Pero el destino del caballero no sólo estaba escrito sino también cantado. El desenlace  del tercer acto es conocido. La palabra muerte se repite en toda la obra como un eco que lleva a participar de un conocimiento exclusivo de los dioses: cómo será el final de las creaturas. En la lectura no es tan contundente el cierre del primer acto como sí lo es en la representación. Fabia le dice a Inés: “Don Alonso ha de ser tuyo;/ que serás dichosa, espero,/ con hombre que es de Castilla/ la gala de Medina,/ la flor de Olmedo” (las cursivas son de Lope). Ella, la bruja, conoce el cantar y el destino, pero omite el inicio: “Esta noche le mataron”.

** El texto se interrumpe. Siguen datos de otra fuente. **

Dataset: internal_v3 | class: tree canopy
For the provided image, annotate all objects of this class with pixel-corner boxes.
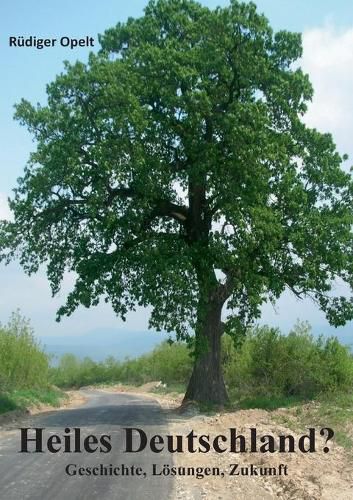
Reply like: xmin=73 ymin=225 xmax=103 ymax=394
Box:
xmin=0 ymin=0 xmax=353 ymax=402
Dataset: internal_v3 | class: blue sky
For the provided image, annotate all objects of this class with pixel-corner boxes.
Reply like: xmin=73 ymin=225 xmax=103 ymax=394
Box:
xmin=0 ymin=0 xmax=353 ymax=339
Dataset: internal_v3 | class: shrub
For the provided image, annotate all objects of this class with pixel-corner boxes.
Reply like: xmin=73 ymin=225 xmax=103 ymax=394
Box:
xmin=223 ymin=323 xmax=353 ymax=398
xmin=0 ymin=311 xmax=49 ymax=393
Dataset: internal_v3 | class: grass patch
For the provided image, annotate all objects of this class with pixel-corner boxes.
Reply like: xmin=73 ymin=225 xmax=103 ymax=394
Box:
xmin=151 ymin=384 xmax=186 ymax=394
xmin=236 ymin=396 xmax=303 ymax=410
xmin=0 ymin=388 xmax=67 ymax=414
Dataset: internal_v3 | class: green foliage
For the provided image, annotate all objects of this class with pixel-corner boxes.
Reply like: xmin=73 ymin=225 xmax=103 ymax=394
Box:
xmin=0 ymin=312 xmax=49 ymax=393
xmin=0 ymin=387 xmax=65 ymax=414
xmin=0 ymin=0 xmax=353 ymax=344
xmin=223 ymin=323 xmax=353 ymax=401
xmin=51 ymin=323 xmax=353 ymax=409
xmin=51 ymin=342 xmax=192 ymax=388
xmin=0 ymin=311 xmax=64 ymax=413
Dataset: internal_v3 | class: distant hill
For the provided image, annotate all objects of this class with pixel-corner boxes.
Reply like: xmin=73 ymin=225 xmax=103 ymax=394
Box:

Don Alonso tiene un dueño, su destino. En la realidad escénica tiene libertad y desde ahí, su círculo de vida empieza a cerrarse. Inicia con un sueño que lo inquieta: la muerte de un jilguero por un azor que sale de un almendro. Su sirviente Tello, el personaje a lo gracioso de la tragicomedia, le aconseja: “Ven a Medina y no hagas/ caso de sueños ni agüeros,/ cosas a la fe contrarias”.  La última pieza se ha jugado.  De ahí para adelante la representación se desliza a lo conocido. Lope aprovecha para demostrar la justicia del rey y lo inoperable de las supercherías cuando todo está escrito.

Lope, hombre de su época, reafirma la creencia: el destino del ser humano está en manos de su creador y vanos son los intentos por modificarlos.